You can read the full report here.

Charles Toombs, Professor, San Diego State University
Chair of AAUP’s Committee A on Academic Freedom and Tenure


Investigations into Dismissals at Linfield University and Collin College

The AAUP is launching investigations into the dismissals of one faculty member at Linfield University and two faculty members at Collin College. In all cases, the faculty members were dismissed without due process and for reasons that appear to have violated their academic freedom.

At Linfield University, investigators will look into the case of Daniel Pollack-Pelzner, a professor with ten years of service, who told the AAUP that his tenured appointment was terminated after he publicly criticized the governing board for its handling of alleged sexual misconduct among its members and accused the university president of having made anti-Semitic remarks. An action to dismiss a tenured professor without the administration’s having first demonstrated adequacy of cause is in violation of principles and procedures established by the AAUP and the Association of American Colleges and Universities, and endorsed by more than two hundred other groups in higher education. AAUP principles and procedures are in fact incorporated into the Linfield University faculty handbook, so the administration’s action against Professor Pollack-Pelzner was evidently taken in flagrant violation, not only of AAUP-recommended standards, but of the institution’s own regulations.

At Collin College, investigators will look into the summary dismissal of Professor Suzanne Jones and the nonrenewal of Professor Lora Burnett. The stated basis for the dismissals of Professor Jones was her critique of the administration’s COVID-19 policies, in evident violation of her academic freedom to address any institutional policy or action while exercising her governance responsibilities. The stated reasons for the nonrenewal of Professor Lora Burnett were that she made “private personnel issues public that impair the college’s function” and engaged in “personal criticisms of coworkers, supervisors, and/or those who merely disagree” with her, which suggests that the nonrenewal may have been in response to activity which should be protected by academic freedom—speaking freely as a citizen and as an educational officer of her institution. Taken together, actions by the Collin College administration suggest a pattern of indifference toward academic freedom and norms of shared governance.
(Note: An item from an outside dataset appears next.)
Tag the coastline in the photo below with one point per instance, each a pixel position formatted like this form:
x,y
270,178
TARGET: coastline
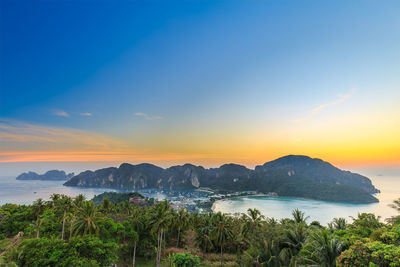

The actions to terminate the services of both faculty members appear to have been taken in disregard of the AAUP–AAC&U 1940 Statement of Principles on Academic Freedom and Tenure.  Since Professor Jones had served the institution beyond what the AAUP regards as the maximum period of probation, she had de facto tenure, but the administration failed to afford her a faculty hearing, as the AAUP requires when an institution dismisses a tenured faculty member.

As is our practice, the AAUP reached out to the administrations repeatedly in order to determine whether they wished to make additions or corrections to the information we received from the faculty members and to urge them to afford the affected faculty members appropriate due process. Since they were not responsive, the AAUP’s executive director authorized the investigations. Investigations are carried out by ad hoc committees composed of professors from other institutions who have had no previous involvement in the case so that they can conduct their inquiry without prejudgment. The AAUP’s staff will provide each ad hoc committee with relevant available information for its examination, and the committee will arrange to interview the administration, the faculty members, and any other involved individuals to ensure that all parties have the opportunity to present their positions. The committee will submit its report to the Association’s standing Committee A on Academic Freedom and Tenure, which authorizes publication. Prior to publication, the staff will circulate a draft text of the report to the principal parties with an invitation for comment and factual corrections.